Casa con mala sombra

Callejón del Chorro. Foto: Archivo
¿Casualidad o mala sombra? Los dos propietarios principales de la casa situada en San Ignacio y Callejón del Chorro, en una de las esquinas de la Plaza de la Catedral, murieron, en diferentes épocas, en la cárcel.
Se trata de una hermosa mansión sin portales. No puede compararse con la mansión del Marqués de Aguas Claras –actual restaurante El Patio- y mucho menos con la del Marqués de Arcos, que no solo es, al decir de Joaquín Weis, el inmueble más interesante de los que rodean la Plaza de la Catedral, sino el tipo más perfecto de casa colonial que nos queda, como aseguraba el arquitecto Bay Sevilla.
No es tan palacial la de la esquina del Callejón del Chorro. La identificamos fácilmente porque en una de sus paredes se colocó la tarja conmemorativa de la construcción de la Zanja Real, que allí desaguaba y que durante muchísimos años surtió de agua a la ciudad.
Pero, ¿cuál fue el destino de sus propietarios?
El primero de ellos fue Antonio Palacián y Gatica, dueño de la casa en 1740. Se desempeñaba como Teniente Gobernador y Auditor de Guerra, cargos que lo acreditaban como segundo al mando de La Habana.
¿Cuál fue su delito? Si uno se pone a ver, ninguno.
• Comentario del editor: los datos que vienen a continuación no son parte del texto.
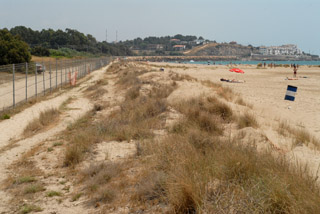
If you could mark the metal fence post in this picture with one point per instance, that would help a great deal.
(65, 72)
(50, 75)
(61, 74)
(36, 82)
(56, 73)
(26, 81)
(13, 89)
(44, 83)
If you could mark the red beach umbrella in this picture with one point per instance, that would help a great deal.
(237, 70)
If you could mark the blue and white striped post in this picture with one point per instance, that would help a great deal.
(291, 92)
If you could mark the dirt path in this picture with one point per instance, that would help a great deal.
(14, 127)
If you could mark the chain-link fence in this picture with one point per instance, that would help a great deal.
(20, 82)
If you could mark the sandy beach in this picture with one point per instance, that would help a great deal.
(265, 89)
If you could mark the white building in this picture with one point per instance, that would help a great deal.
(291, 50)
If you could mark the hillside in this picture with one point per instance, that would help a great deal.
(133, 139)
(222, 49)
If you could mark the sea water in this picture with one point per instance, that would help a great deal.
(253, 62)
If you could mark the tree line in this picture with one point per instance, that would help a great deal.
(18, 43)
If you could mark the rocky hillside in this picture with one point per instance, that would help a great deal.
(222, 49)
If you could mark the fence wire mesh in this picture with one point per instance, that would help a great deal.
(20, 82)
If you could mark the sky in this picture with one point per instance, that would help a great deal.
(255, 22)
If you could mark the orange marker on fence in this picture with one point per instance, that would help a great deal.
(73, 78)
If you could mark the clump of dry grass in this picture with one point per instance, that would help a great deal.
(27, 208)
(207, 113)
(96, 178)
(224, 92)
(240, 101)
(150, 187)
(300, 136)
(133, 93)
(197, 181)
(247, 120)
(46, 118)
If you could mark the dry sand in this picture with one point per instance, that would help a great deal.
(266, 88)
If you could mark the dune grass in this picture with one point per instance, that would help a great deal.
(300, 136)
(194, 168)
(202, 172)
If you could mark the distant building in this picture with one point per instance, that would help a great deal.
(175, 40)
(155, 47)
(179, 47)
(291, 50)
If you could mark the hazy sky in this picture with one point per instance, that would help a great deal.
(256, 22)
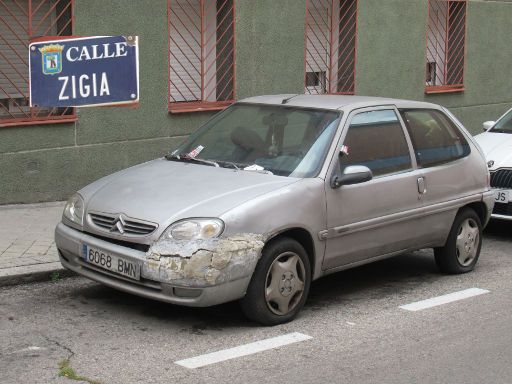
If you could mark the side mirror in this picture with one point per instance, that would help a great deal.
(488, 125)
(353, 174)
Pero en unión de Gabriel Beltrán de Santa Cruz tuvo la mala idea de presentar una denuncia contra el gobernador de la Colonia, Francisco Güemes de Horcasitas, Primer Conde de Revillagigedo, que hacia rabiar al patriciado criollo. Por tal motivo, el gobernador interino le abrió un proceso que culminó con la condena del denunciante. Lo recluyeron de por vida en el sombrío castillo-prisión de San Juan de Ulúa, en Veracruz, México.
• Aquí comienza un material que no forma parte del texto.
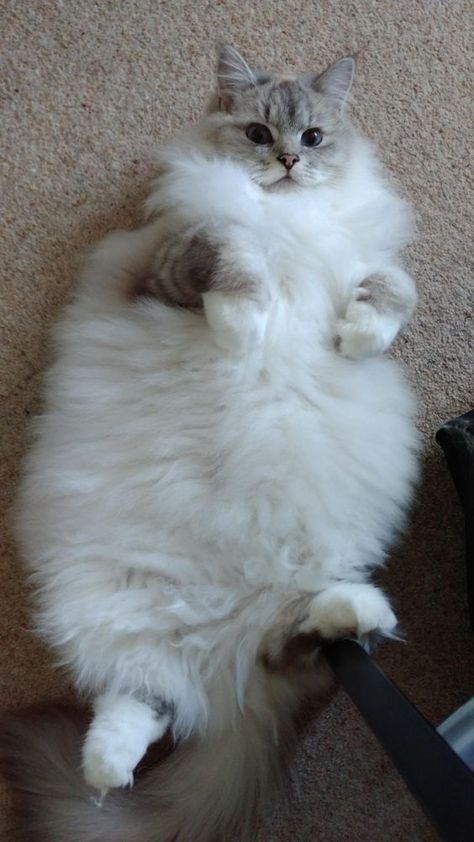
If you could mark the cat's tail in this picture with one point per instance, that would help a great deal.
(204, 790)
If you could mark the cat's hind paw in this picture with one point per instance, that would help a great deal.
(349, 608)
(118, 737)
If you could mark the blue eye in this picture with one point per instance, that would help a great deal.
(311, 137)
(259, 134)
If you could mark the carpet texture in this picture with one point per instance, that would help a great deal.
(88, 89)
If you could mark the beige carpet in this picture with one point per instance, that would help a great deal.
(88, 88)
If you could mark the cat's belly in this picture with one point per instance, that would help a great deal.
(198, 468)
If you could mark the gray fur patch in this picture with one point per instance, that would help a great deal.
(378, 291)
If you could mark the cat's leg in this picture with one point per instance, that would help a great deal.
(121, 731)
(237, 323)
(237, 301)
(378, 308)
(349, 608)
(340, 610)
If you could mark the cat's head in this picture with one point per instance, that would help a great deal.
(286, 130)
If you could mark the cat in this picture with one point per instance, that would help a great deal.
(224, 458)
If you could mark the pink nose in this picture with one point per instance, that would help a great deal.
(288, 160)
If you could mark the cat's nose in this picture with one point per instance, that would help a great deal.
(288, 161)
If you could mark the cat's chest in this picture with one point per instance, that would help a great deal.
(311, 238)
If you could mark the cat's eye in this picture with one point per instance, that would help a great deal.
(259, 134)
(311, 137)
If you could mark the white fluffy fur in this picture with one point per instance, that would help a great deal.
(198, 476)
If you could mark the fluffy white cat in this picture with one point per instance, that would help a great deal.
(224, 456)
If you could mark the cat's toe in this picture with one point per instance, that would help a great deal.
(350, 609)
(106, 772)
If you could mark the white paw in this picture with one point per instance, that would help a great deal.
(364, 332)
(238, 324)
(349, 608)
(108, 760)
(118, 737)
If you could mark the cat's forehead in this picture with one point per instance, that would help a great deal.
(287, 103)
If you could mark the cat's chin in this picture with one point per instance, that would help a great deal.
(283, 185)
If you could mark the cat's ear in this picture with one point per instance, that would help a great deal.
(336, 81)
(233, 75)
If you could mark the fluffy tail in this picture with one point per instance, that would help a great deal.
(203, 791)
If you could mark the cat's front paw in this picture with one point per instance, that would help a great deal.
(238, 324)
(349, 608)
(365, 332)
Once años después de que Palacián fuera enviado a prisión por denunciar al Conde de Revillagigedo, la casa del Callejón del Chorro estaba en poder de Sebastián de Peñalver y Calvo de la Puerta, Regidor, Teniente de Aguacil Mayor, Alcalde de La Habana en diferentes ocasiones y coronel de Milicias. Se destacó muchísimo Peñalver en la defensa de la ciudad contra la agresión británica (1762) pero cuando La Habana quedó de nuevo bajo la soberanía española, fue acusado de colaboracionismo con los ingleses y enviado a la península. Lo condenaron sin que su enorme fortuna y alto prestigio social lograran impedirlo ni paliarle la pena. Fue recluido en el presidio de Ceuta, donde murió poco después.
Alrededor de 1840 se instalaron en esa casa lo baños públicos llamados de la Catedral, primeros en su clase que existieron en La Habana. Para hacerlos, se aprovechó el antiquísimo desagüe de la Zanja. Recuérdese que no es hasta las décadas finales del siglo XIX cuando los principales hoteles y casas de huéspedes empiezan a disponer de lo que se llamaba “el lujo del baño”. En albergues de inferior categoría se daba información a los huéspedes sobre los establecimientos públicos donde podían bañarse al precio de unos 30 centavos.
Triste destino de una casa señorial. Presos sus dos propietarios y sus locales convertidos en baños públicos.


Gracias profesor Ciro, muy interesante de tan azarosas vidas e historia del inmueble.